The latest bill, H.R. 402 proposes an infrastructure bank based on the European Investment Bank, which has successfully provided long-term financing to a range of public projects since 1958, DeLauro said. The United States, one of the few leading nations without an infrastructure bank, lags behind in infrastructure development.
Legislation co-sponsored in the Senate by John Kerry, (D-MA) and Kay Bailey Hutchinson (R-TX) would create a government agency to facilitate private investment in public projects. The law would enable the federal government to guarantee private loans and provide cheap loans that would serve as seed money for private investors supplying the bulk of the financing.
An infrastructure bank could play a key role in the jobs initiative introduced last week by President Barack Obama, who has long championed an “I-Bank” to lift the nation’s struggling economy.
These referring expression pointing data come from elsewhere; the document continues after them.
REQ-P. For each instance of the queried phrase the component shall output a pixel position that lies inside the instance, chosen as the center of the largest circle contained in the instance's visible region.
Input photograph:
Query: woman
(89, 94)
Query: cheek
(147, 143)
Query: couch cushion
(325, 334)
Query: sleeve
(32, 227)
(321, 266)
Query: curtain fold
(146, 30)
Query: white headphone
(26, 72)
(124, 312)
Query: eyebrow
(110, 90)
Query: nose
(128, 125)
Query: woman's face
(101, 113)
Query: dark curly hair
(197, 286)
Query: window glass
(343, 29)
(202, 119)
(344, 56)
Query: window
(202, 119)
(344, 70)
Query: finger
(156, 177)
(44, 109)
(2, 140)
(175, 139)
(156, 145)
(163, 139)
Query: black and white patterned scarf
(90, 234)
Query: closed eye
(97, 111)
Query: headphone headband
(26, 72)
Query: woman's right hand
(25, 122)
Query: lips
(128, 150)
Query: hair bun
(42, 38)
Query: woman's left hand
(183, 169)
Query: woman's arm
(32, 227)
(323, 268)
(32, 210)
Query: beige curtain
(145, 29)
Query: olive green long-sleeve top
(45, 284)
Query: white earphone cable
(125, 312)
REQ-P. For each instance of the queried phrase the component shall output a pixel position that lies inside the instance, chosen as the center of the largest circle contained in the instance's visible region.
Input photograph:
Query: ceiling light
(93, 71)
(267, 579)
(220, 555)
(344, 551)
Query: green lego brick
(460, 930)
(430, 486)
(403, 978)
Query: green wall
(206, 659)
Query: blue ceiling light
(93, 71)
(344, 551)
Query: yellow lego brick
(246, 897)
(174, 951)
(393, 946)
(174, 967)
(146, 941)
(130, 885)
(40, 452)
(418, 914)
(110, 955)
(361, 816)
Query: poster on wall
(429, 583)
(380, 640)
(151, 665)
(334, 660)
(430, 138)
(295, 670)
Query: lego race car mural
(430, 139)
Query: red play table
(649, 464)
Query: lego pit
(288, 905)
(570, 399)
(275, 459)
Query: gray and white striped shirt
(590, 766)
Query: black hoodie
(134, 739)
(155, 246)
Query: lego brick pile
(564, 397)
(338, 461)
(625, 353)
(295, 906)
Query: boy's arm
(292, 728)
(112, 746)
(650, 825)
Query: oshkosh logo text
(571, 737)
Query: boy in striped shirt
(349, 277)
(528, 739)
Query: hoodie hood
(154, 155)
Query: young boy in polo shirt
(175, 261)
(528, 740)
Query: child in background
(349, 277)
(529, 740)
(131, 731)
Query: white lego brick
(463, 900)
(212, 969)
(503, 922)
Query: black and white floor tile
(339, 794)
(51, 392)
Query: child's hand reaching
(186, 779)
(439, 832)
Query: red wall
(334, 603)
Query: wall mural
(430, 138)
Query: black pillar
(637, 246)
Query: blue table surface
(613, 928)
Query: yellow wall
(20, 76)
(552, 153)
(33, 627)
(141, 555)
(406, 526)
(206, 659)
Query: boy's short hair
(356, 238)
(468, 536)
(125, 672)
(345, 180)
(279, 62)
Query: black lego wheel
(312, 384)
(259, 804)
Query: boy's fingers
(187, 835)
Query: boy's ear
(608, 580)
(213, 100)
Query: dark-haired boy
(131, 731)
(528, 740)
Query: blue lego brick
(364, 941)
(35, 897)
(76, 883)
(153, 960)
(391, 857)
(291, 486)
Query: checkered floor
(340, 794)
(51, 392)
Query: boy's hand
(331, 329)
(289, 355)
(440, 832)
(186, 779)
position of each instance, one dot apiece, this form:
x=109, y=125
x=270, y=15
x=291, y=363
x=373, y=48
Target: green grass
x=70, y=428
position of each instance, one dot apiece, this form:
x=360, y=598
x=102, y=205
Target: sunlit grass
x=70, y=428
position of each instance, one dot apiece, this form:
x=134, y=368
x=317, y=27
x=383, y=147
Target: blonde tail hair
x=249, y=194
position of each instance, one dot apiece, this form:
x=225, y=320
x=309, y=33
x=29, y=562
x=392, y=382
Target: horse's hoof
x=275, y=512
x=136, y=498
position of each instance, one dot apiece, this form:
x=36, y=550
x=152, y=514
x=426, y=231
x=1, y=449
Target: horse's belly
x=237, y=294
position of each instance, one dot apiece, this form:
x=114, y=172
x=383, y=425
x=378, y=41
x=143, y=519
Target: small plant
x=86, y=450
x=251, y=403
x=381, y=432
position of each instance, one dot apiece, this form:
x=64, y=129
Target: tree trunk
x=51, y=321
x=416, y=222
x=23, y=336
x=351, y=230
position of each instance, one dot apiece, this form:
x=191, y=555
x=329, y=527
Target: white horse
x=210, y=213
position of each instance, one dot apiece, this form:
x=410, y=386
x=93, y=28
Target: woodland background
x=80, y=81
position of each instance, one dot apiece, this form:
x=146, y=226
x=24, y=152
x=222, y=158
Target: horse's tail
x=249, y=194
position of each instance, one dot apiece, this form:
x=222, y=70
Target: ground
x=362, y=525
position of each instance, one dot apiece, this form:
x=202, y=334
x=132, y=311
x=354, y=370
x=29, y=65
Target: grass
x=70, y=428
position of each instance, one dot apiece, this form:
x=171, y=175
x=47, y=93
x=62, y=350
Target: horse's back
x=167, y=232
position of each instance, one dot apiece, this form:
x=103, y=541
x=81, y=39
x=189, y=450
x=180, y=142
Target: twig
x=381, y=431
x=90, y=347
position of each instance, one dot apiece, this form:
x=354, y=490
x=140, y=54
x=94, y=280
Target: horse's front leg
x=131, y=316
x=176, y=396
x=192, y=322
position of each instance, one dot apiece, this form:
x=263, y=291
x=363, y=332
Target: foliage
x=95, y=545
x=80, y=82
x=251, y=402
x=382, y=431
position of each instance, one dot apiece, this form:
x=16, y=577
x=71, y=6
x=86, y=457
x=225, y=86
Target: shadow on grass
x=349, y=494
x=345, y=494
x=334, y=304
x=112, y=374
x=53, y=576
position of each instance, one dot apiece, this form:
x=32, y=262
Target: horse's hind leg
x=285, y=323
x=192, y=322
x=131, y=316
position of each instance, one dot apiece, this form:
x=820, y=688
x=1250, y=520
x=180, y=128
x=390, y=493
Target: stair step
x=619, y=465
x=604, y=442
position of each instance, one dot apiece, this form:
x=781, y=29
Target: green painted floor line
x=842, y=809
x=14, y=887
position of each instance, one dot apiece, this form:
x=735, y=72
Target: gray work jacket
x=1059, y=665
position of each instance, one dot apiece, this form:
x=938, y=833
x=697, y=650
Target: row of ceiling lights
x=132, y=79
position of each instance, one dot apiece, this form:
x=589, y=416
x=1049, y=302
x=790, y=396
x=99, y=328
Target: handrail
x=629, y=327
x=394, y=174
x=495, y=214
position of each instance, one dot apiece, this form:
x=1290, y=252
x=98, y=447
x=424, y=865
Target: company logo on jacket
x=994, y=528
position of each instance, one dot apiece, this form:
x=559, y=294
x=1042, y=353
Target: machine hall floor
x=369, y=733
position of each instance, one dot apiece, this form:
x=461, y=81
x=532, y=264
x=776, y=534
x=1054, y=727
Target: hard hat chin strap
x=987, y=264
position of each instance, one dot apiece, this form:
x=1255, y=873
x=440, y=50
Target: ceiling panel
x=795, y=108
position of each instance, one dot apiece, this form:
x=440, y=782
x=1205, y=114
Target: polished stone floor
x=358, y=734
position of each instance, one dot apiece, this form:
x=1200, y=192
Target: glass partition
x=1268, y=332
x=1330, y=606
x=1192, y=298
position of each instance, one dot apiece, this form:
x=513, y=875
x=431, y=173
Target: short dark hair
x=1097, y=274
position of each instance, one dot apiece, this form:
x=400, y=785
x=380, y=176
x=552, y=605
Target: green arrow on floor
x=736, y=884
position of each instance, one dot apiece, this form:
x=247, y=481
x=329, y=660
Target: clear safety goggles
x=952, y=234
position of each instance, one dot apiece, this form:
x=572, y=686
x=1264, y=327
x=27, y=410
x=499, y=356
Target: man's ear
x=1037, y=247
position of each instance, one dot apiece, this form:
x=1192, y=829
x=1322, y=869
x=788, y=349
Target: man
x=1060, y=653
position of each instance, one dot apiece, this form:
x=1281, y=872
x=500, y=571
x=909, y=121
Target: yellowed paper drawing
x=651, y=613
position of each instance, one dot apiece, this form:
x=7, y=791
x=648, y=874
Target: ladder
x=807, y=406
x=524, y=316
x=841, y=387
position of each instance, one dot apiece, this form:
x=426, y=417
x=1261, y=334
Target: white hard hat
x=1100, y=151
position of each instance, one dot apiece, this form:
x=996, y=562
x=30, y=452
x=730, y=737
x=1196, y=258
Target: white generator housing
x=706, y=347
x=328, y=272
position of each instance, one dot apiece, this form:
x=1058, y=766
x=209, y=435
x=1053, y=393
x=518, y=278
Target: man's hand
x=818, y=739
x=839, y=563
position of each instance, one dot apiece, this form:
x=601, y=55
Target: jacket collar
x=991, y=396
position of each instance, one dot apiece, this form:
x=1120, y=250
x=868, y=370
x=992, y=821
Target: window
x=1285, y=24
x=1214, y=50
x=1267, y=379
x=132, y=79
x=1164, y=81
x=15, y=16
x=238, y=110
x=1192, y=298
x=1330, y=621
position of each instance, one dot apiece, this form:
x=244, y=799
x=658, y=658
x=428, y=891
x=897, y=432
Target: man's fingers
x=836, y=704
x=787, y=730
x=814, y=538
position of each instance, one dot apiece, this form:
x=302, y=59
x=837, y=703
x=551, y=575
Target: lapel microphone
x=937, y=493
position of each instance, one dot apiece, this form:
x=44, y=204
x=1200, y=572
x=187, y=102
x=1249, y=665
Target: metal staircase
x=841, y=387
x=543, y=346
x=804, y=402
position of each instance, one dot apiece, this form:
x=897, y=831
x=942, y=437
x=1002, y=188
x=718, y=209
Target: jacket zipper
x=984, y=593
Obama’s tenure has been one of stubborn high unemployment, weak growth and declining consumer confidence.
Investors surveyed by Millionaire Corner in June expressed deep pessimism about the job market. More than 44 percent of investors with less than $100,000 said they were worried about themselves or someone in their household losing their job. Few (less than 22 percent) expect the job market to improve in the next year.
Most affluent investors surveyed in December said that reduced unemployment, not a stock market rally, would signal the economy is on the right track. The investors looked for an unemployment rate below 6 percent as a sign of a robust recovery.
Critics of the proposed infrastructure bank say it would take years to get off the ground and would not provide immediate relief. Others say that even though the seed money represents a fraction of the total costs, the amounts needed might seem prohibitive to a Congress focused on debt reduction. Conservatives balk at the idea of creating more bureaucracy and expanding the role of the federal government.